Project assistance like training accounts for 40 percent of the annual ITEC budget. India has financed an entire range of infrastructure-related projects across Asia, Africa and Latin America, and in recent years in the central Asian Republics (CARs)
Thanks to ITEC, Cuba and Costa Rica have got solar energy plants. Other key projects executed under the ITEC programme included computerization of the office of the prime minister of Senegal, assistance in the transformation of the educational system of South Africa, and fitting of artificial limbs in Cambodia and Uzbekistan
Agriculture, however, remains a major focus of ITEC's project assistance.
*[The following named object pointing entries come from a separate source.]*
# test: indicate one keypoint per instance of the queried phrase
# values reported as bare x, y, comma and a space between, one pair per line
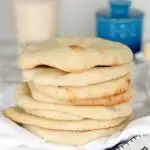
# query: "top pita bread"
75, 54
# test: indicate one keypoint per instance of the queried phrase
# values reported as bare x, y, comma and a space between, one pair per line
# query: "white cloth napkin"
12, 135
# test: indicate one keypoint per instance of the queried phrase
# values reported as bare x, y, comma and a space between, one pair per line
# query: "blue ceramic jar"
121, 24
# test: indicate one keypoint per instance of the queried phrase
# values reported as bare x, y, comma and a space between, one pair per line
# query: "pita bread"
24, 100
51, 76
22, 117
97, 91
108, 101
75, 54
74, 138
55, 115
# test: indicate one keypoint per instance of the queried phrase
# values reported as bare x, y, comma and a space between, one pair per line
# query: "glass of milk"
36, 20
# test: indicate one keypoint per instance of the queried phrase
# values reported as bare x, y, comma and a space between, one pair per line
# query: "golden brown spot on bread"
75, 47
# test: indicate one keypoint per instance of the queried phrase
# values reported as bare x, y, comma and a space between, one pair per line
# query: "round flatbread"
22, 117
75, 54
55, 115
106, 101
51, 76
96, 91
24, 100
74, 138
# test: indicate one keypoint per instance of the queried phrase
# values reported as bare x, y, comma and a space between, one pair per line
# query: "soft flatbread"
97, 91
74, 138
24, 100
55, 115
75, 54
22, 117
51, 76
106, 101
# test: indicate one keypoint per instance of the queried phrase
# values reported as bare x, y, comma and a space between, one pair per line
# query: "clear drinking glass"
36, 20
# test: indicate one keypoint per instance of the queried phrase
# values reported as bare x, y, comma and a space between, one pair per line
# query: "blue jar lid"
119, 2
120, 10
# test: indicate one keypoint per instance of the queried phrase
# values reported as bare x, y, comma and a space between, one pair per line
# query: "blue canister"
121, 23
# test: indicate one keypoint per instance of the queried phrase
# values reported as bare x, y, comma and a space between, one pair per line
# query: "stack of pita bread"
77, 88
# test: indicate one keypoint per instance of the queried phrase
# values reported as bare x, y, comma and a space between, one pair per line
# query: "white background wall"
76, 17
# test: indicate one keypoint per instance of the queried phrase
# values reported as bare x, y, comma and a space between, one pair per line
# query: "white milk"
36, 20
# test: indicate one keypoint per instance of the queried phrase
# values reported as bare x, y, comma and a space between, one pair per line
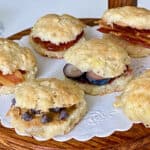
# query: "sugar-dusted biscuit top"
57, 28
13, 57
128, 16
43, 94
101, 56
135, 100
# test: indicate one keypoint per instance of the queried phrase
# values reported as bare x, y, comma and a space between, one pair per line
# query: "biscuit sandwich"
131, 25
47, 107
98, 66
52, 35
17, 64
135, 99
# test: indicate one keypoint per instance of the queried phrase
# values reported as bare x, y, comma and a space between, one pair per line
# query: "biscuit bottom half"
47, 130
117, 85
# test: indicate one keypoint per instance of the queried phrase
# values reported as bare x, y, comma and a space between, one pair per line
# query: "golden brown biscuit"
47, 107
53, 34
51, 129
132, 49
135, 100
17, 64
130, 24
98, 66
131, 16
104, 58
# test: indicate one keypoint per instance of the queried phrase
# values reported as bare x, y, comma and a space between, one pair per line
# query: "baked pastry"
17, 64
53, 34
47, 107
98, 66
135, 100
131, 24
132, 50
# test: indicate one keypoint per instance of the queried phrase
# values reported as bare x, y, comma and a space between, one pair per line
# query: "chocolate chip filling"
63, 114
57, 109
57, 114
45, 118
27, 116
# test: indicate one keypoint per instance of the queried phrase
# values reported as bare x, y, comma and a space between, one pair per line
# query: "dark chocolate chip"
57, 109
27, 116
13, 101
33, 111
45, 118
63, 114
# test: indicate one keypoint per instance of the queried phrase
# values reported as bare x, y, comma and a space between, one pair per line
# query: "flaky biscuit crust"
135, 100
48, 130
134, 17
57, 28
133, 50
104, 58
42, 94
12, 58
116, 86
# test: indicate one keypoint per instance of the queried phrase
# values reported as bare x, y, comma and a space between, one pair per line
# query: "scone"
47, 107
131, 24
135, 100
98, 66
53, 34
17, 64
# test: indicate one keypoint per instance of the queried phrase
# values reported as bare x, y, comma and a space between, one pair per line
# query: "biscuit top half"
131, 16
101, 56
13, 57
57, 29
43, 94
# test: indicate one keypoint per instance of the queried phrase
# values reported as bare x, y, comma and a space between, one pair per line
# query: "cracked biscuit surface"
56, 34
47, 93
15, 61
131, 16
43, 95
101, 56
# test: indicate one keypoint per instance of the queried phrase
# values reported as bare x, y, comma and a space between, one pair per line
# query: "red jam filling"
53, 47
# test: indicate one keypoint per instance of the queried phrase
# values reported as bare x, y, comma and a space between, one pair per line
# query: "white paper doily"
102, 118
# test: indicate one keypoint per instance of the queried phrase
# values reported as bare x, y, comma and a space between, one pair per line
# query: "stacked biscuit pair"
42, 107
129, 27
52, 107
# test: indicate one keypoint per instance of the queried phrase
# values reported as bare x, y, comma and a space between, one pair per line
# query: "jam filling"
12, 79
53, 47
132, 35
The programme has provided Ghana, Senegal, Burkina Faso, Mali and Suriname with equipment and expertise for agricultural use, and generated tremendous goodwill among African countries.
Vocational training in small-scale industry and entrepreneurship development are important areas of cooperation with Senegal, Zimbabwe, Vietnam and Mongolia under ITEC. Such training enables young people to gain useful employment at comparatively low levels of capital intensity.
It's not just students from foreign countries that have benefited from ITEC programme, but several public sector undertakings have acquired a distinctive niche in developing countries, in especially Africa.
The National Small Industries Corporation (NSIC), Hindustan Machine Tools International Limited HMT (I), Water and Power Consultancy Services Limited (WAPCOS), Rail India Technical & Economic Services (RITES) and Central Economic Limited(CEL) have capitalised on their ITEC association, and are now bidding for development projects in these countries on their own.
The ITEC division of the external affairs ministry also takes up feasibility studies and consultancy services on request. Results of these studies are handed over to the governments concerned, who are at liberty to use them in the manner they like.
Not surprisingly, the ITEC programme, that encompasses an eclectic range of activities ranging from building and manning of a hospital in Afghanistan, restoration of Angkor Vat temple in Cambodia, to sharing experience in dry-farming technique with Iraq and teaching Vietnamese students to converse in English, has created huge reservoirs of goodwill the world over.
With India emerging as an emerging global power, its knowledge economy that is epitomised in the ITEC programme will shine as an example of the country's ethos of creating a more equitable world based on a transfer of technology and skills from the powerful to those who are still struggling to find their voice.
ITEC programme is an integral part of India's broader diplomatic thrust to partner Africa in its ongoing resurgence. “The 21st century is often described as the Asian century. India wishes to see the 21st century as the Century of Asia and Africa, with the people of the two continents working together to promote inclusive globalisation,” he said.